Lediglich bis zu 7% des weltweit produzierten Aluminiums werden zur Herstellung von Dosen verwendet.4 Die Herstellung von Primäraluminium war und ist sehr energieintensiv – vor allem in China. Dort wird mehr als die Hälfte des weltweiten Primäraluminiums produziert und dabei werden etwa 20 kg CO₂ je Kilogramm Aluminium in die Umwelt emittiert. In Europa dagegen hat die Aluminiumindustrie ihre Emissionen von Kohlenstoff aus der Primärproduktion seit 1990 um 55% pro Tonne reduziert. Man geht zudem davon aus, dass vermehrtes Recycling und die Verwendung von Strom aus erneuerbaren Energien zu einer deutlichen Absenkung der gesamten CO₂-Emissionen führen: um 58% bis 2050 im Vergleich zu 2014. Darüber hinaus verbraucht das Recycling von Getränkedosen nur 5% der Energie, die zur Herstellung von Primäraluminium verwendet wird, und emittiert vergleichsweise nur 6% der ursprünglich erzeugten Treibhausgase.5
Katrin Barz:
Warum sollte der Materialkreislauf bei Getränkedosen überhaupt geschlossen werden – sprich: Warum sollte aus einer gebrauchten Getränkedose wieder eine neue Getränkedose werden? Ist es nicht egal, in welche Anwendungen das Material nach der erstmaligen Verwendung fließt?
Stefan Schlüter:
Die Legierung der Dose, mit jeweils spezifischen Beigaben anderer Metalle dafür, eignet sich technisch gut für den Recyclingprozess. Zugleich wächst der Getränkedosenmarkt. Jede Dose, aus der wieder eine Dose hergestellt wird, vermeidet den Einsatz von Primäraluminium, welches aus dem Rohstoff Bauxit bzw. dessen Raffinat Aluminiumoxid gewonnen werden muss – und durch die gleiche Legierung geschieht das Recycling ohne viel Auflegieren. Das bedeutet weniger Aufwand, gut für die Versorgungskette und für die Umwelt. Es ist aufgrund unterschiedlich zusammengesetzter Legierungen nur schwer möglich, zum Beispiel aus gebrauchter Folie eine Dose herzustellen. Für einen geschlossenen Kreislauf, die „Closed Loop“, ist das nicht egal.

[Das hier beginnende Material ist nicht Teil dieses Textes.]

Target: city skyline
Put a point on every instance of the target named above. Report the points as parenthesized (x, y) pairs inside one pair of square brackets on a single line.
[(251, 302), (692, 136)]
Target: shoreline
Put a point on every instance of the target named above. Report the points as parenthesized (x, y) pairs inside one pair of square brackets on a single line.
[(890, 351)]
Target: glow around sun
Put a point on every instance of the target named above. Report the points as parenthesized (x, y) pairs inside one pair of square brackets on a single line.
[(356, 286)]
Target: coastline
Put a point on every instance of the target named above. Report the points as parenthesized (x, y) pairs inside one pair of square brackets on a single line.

Was Anlagen wie die UBC-Linie in Neuss ermöglichen, sortenreines Recycling von Dose zu Dose, ist ein Kreislauf in höchster Effizienz.
Katrin Barz:
Ein Kritikpunkt an der Produktion von Getränkedosen ist häufig der hohe Energieaufwand. Inwiefern kann das Dosenrecycling hier einen Beitrag leisten?
Stefan Schlüter:
Wie gesagt: Lediglich bis zu 7% des weltweit produzierten Aluminiums werden zur Herstellung von Dosen verwendet.6 Zugleich gilt die Aluminiumgetränkedose gerade aus den schon genannten Gründen als meistrecycelte Verpackungsform der Welt. Je höher wir die Recyclingquote bringen, je effizienter die Anlagen arbeiten, mit denen wir Dosen recyceln, umso kleiner wird die verbleibende Umweltlast, umso „grüner“ wird die Dose und das Aluminium dafür.

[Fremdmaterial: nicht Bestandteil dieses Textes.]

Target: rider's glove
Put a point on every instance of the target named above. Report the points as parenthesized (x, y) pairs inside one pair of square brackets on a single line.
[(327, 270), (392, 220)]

In früheren Jahrzehnten war dieser Kreislauf noch ein schwierigeres Thema, eher Zukunftsmusik. Denn erst seit 1886 wird Aluminium in industriellem Maßstab hergestellt. Doch nun gibt es eine weit größere Grundmenge von Aluminium, das erstmals hergestellt worden ist. 75% von allem jemals erzeugten Aluminium sind aktuell in Gebrauch – und immer mehr davon kommt nach dem Nutzungszyklus zurück ins Recycling. Schon in vielen Anwendungsbereichen von Aluminium helfen Rückführungs- und Sammelsysteme, unser Metall im Kreislauf zu halten: von der Nutzung über das Recycling und die Weiterverarbeitung zur nächsten Nutzung, ohne Qualitätsverlust. Für die Dose beweisen wir das jeden Tag aufs Neue – für eine Welt, die rund läuft.
Speira stellt sich vor
Speira, das globale Aluminiumwalz- und Recyclingunternehmen mit Hauptsitz in Grevenbroich, hat sieben Produktionsstätten sowie ein Forschungs- und Entwicklungszentrum. Beim Thema Recycling gibt das Unternehmen mit Standorten in Deutschland und Norwegen alles. So zeichnen sich Alunorf, das weltweit größte Aluminiumwalzwerk, und Grevenbroich, das weltweit größte Aluminiumveredelungsbetrieb, durch innovative Technologien aus. Für das Unternehmen ist Nachhaltigkeit sehr relevant, wie bereits der Name zeigt: Speira steht für eine kreisförmige Produktion, in der sich die steten Prozesse von Verwendung und Wiederverwertung widerspiegeln.
Speira GmbH
Aluminiumstraße 1
41515 Grevenbroich
Internet: www.speira.com/
Quellenangaben
1 https://european-aluminium.eu; Metal Packaging Europe and European Aluminium (27.02.2023)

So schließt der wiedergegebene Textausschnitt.